In [0]:
import numpy as np
import pandas as pd
import plotly.graph_objects as go

from operator import add
from functools import reduce

from sklearn.kernel_ridge import KernelRidge
from sklearn.linear_model import Ridge, Lasso, LinearRegression

from sklearn.model_selection import train_test_split, GridSearchCV

# Régression

* modéliser des relations statistiques entre deux variables

* estimer l'impact de la variation d'une variable explicative sur une variable à  expliquer

* modèle : $y = f(x) + \epsilon$

# Partie I : Données simulées

##I.1. Régression linéaire

* $f(x) = \langle x, \beta \rangle$

* estimer le vecteur de paramètre $\beta$

a) Générer des données suivant le modèle : 
$$ y_i = \beta_0 + \beta_1 x_i + \epsilon_i $$

In [0]:
def linear_data(n_samples, variance):
    # generate 2D data
    X = np.random.random((n_samples, 1))

    # generate two random coefficients that will be our model generator
    # we want to find them back using different algorithms
    W = np.random.random((2, 1))

    # construct targets with our data and weights
    y = W[0] + W[1] * X

    # a more elegant way could be to add a vector of ones to ease calculus
    # X = np.concatenate((np.ones((n_samples, 1)), X), axis=1)
    # and then to construct target
    # y = W @ X
    # ---
    # but that shape is a bit tricky to plot later...

    # add some noise to our data
    y += np.random.normal(0, variance, (n_samples, 1))

    return X, y, W

b) Afficher les données et la droite qui a permis de générer les données.

c) Calculer la droite de régression par la méthode des moindres carrés et l'afficher.

In [0]:
def ols_regression(X, y, fit_intercept=True, degree=1):
    # universal ols regression, suitable for any polynomial data
    X = np.concatenate(([X ** i for i in range(1, degree + 1)]), axis=1)

    # add a ones vector at first position
    if fit_intercept:
        X = np.concatenate((np.ones((X.shape[0], 1)), X), axis=1)

    return np.linalg.inv(X.T @ X) @ X.T @ y


def get_regression_predictions(X, weights):
    # helper function to return predictions from data and weights
    # suitable for any polynomial data
    weights = weights.squeeze()
    return reduce(add, [weights[i] * (X ** i) for i in range(len(weights))])

In [0]:
 # generate some noisy linear data
n_samples, variance = 100, 0.01
X, Y, W = linear_data(n_samples, variance)

# we'll plot data between min and max
x_range = np.linspace(X.min(), X.max(), n_samples).reshape(-1, 1)

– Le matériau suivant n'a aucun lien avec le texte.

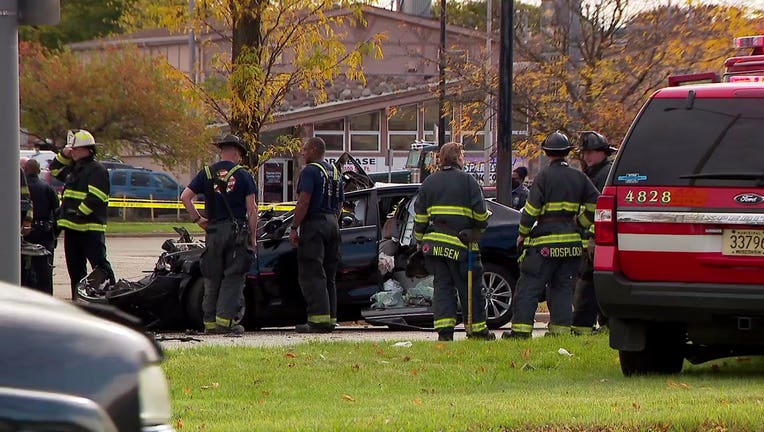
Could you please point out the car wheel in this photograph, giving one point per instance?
(499, 287)
(193, 303)
(663, 354)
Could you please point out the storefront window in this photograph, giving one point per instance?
(364, 132)
(402, 127)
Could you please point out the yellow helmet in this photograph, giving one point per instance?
(79, 138)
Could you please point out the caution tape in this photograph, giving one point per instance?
(166, 204)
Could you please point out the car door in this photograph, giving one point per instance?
(357, 275)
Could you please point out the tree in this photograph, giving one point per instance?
(600, 78)
(124, 98)
(277, 47)
(80, 20)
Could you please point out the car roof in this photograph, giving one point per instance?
(717, 90)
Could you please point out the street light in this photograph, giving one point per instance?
(12, 14)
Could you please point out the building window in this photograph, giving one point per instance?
(333, 134)
(364, 132)
(403, 126)
(431, 118)
(473, 141)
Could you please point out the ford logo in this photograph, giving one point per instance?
(749, 198)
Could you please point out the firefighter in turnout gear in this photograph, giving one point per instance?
(450, 205)
(230, 221)
(316, 234)
(595, 151)
(560, 205)
(85, 201)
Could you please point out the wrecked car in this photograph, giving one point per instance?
(374, 215)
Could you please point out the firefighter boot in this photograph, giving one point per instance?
(446, 335)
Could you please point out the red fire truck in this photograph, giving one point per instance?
(679, 227)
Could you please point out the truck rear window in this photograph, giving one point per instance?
(718, 141)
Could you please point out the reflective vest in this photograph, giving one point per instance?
(560, 206)
(85, 198)
(449, 201)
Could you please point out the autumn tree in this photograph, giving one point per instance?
(277, 47)
(126, 99)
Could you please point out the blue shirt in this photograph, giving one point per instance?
(312, 181)
(240, 186)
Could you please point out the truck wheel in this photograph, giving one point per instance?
(193, 303)
(499, 287)
(663, 354)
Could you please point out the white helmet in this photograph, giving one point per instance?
(79, 138)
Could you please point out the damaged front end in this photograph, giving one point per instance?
(159, 299)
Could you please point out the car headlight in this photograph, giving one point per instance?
(154, 396)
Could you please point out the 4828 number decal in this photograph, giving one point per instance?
(648, 196)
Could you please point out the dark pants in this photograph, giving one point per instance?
(450, 281)
(224, 266)
(39, 274)
(586, 310)
(82, 247)
(318, 255)
(536, 274)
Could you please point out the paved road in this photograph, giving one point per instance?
(132, 256)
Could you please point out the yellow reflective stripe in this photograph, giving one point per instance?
(532, 211)
(554, 238)
(478, 327)
(457, 211)
(63, 159)
(225, 322)
(522, 328)
(558, 329)
(84, 209)
(446, 238)
(65, 223)
(98, 193)
(561, 206)
(444, 323)
(68, 193)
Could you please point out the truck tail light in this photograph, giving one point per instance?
(604, 219)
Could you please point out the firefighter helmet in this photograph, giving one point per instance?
(556, 141)
(592, 140)
(79, 138)
(234, 141)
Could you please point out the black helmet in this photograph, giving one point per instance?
(591, 140)
(233, 140)
(556, 141)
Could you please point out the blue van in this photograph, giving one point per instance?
(144, 184)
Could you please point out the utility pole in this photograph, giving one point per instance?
(442, 77)
(504, 150)
(13, 13)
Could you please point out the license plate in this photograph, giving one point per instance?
(739, 242)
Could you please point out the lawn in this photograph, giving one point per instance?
(459, 386)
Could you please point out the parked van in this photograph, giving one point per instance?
(144, 184)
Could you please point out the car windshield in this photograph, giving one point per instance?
(707, 144)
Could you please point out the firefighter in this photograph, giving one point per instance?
(230, 224)
(450, 213)
(316, 234)
(595, 151)
(85, 200)
(561, 203)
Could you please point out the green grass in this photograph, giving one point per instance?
(460, 386)
(118, 227)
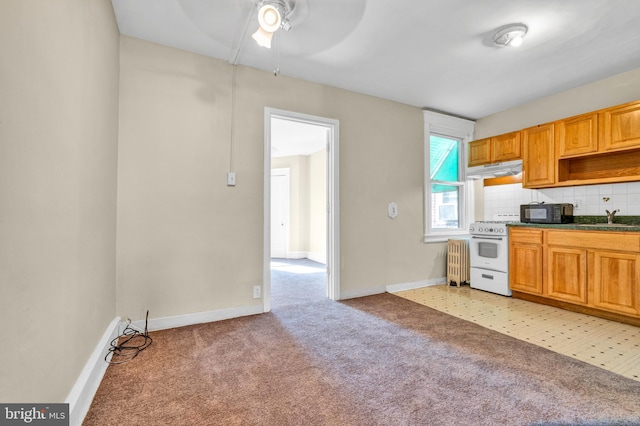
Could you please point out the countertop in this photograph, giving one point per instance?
(590, 223)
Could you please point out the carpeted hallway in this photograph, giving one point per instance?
(377, 360)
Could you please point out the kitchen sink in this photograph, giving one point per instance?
(608, 225)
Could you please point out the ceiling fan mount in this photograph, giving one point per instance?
(272, 15)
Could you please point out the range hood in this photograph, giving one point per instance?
(507, 168)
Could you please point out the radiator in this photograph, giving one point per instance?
(458, 262)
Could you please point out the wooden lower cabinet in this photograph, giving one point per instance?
(597, 272)
(525, 268)
(567, 274)
(525, 260)
(616, 281)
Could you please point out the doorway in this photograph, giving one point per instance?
(329, 128)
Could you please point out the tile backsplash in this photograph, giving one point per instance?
(588, 200)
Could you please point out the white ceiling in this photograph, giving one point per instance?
(435, 54)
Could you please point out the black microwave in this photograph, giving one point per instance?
(546, 213)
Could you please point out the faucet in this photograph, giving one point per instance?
(611, 215)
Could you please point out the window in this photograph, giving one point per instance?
(447, 193)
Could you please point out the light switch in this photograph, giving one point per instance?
(393, 210)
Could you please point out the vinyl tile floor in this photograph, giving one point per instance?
(600, 342)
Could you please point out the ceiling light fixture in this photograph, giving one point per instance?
(511, 35)
(272, 15)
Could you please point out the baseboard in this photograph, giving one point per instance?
(297, 255)
(393, 288)
(83, 391)
(164, 323)
(316, 257)
(352, 294)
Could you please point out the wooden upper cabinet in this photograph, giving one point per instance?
(496, 149)
(480, 152)
(538, 156)
(620, 127)
(577, 135)
(506, 147)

# calculate the regression line with ols regression
ols_weights = ols_regression(X, Y, fit_intercept=True, degree=1)

# get the line with found weights according to x_range
ols_line = get_regression_predictions(x_range, ols_weights)

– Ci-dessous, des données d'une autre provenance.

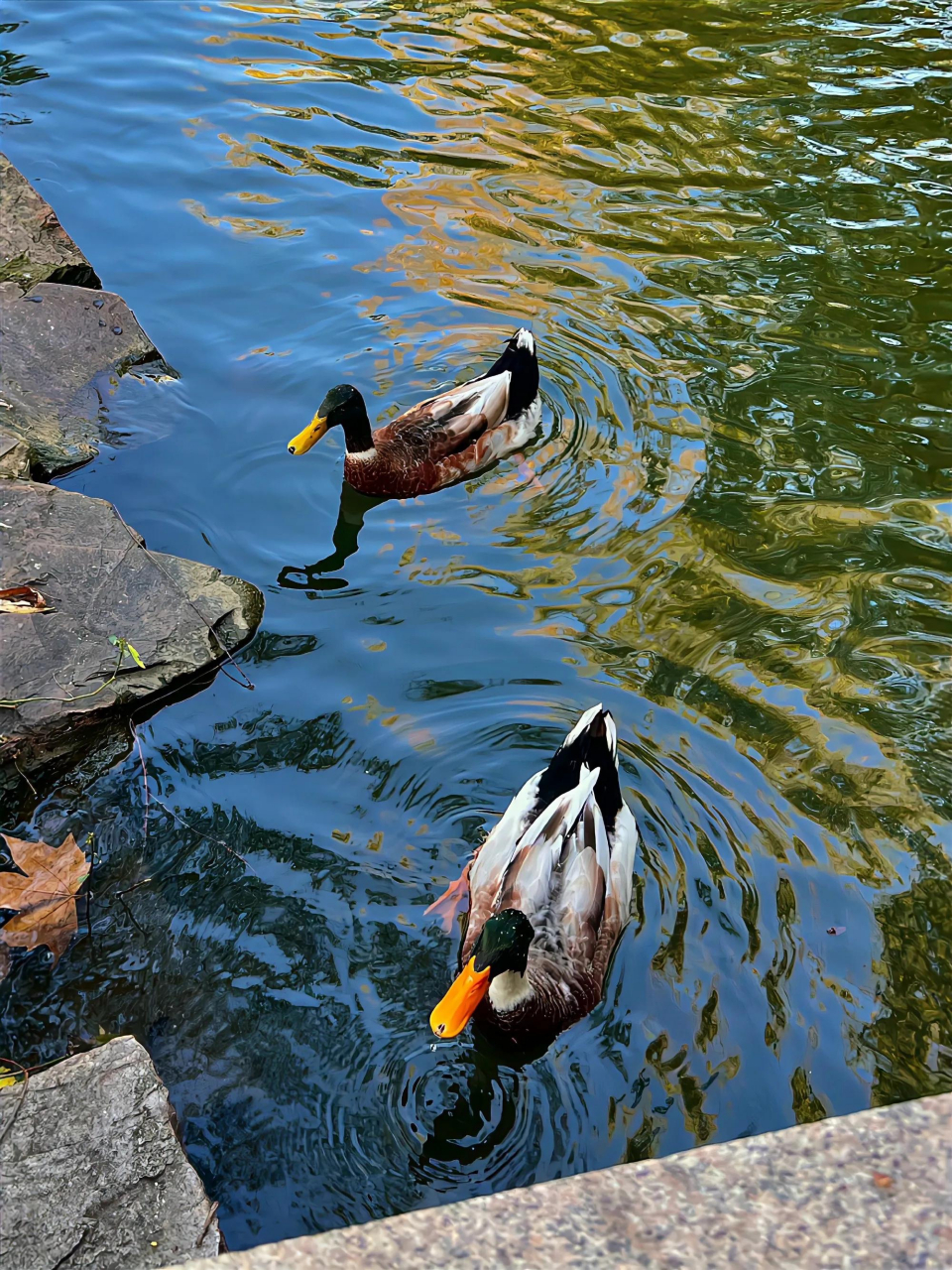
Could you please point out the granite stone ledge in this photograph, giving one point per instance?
(33, 244)
(91, 1170)
(871, 1191)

# get the line with true weights according to x_range
true_line = get_regression_predictions(x_range, W)

# ploting power !
fig = go.Figure(
    data=[
        # markers
        go.Scatter(
            x=X.squeeze(),
            y=Y.squeeze(),
            mode='markers',
            name=f'linear data [{n_samples}, {variance}]'
        ),
        # true line
        go.Scatter(
            x=x_range.squeeze(),
            y=true_line.squeeze(),
            mode='lines',
            name=f"true line {W.squeeze()}"
        ),
        # ols found line
        go.Scatter(
            x=x_range.squeeze(),
            y=ols_line.squeeze(),
            mode='lines',
            name=f"ols found line {ols_weights.squeeze()}"
        )
    ],
    layout={
        'legend': {
            'orientation': 'h'
        }
    }
)
fig.show()

##I.2. Régression non linéaire


Nous allons étudier le cas de données périodiques. Générer des données suivant le modèle : 
$$ y_n = \sin(\frac{n}{10}) +(\frac{n}{50})^2 + \epsilon $$

In [0]:
def periodic_data(n_samples, variance, periodic_func, start=0, stop=10):
    # generate a 2D data line with `n_samples` points between `start` and `stop`
    X = np.linspace(start, stop, n_samples)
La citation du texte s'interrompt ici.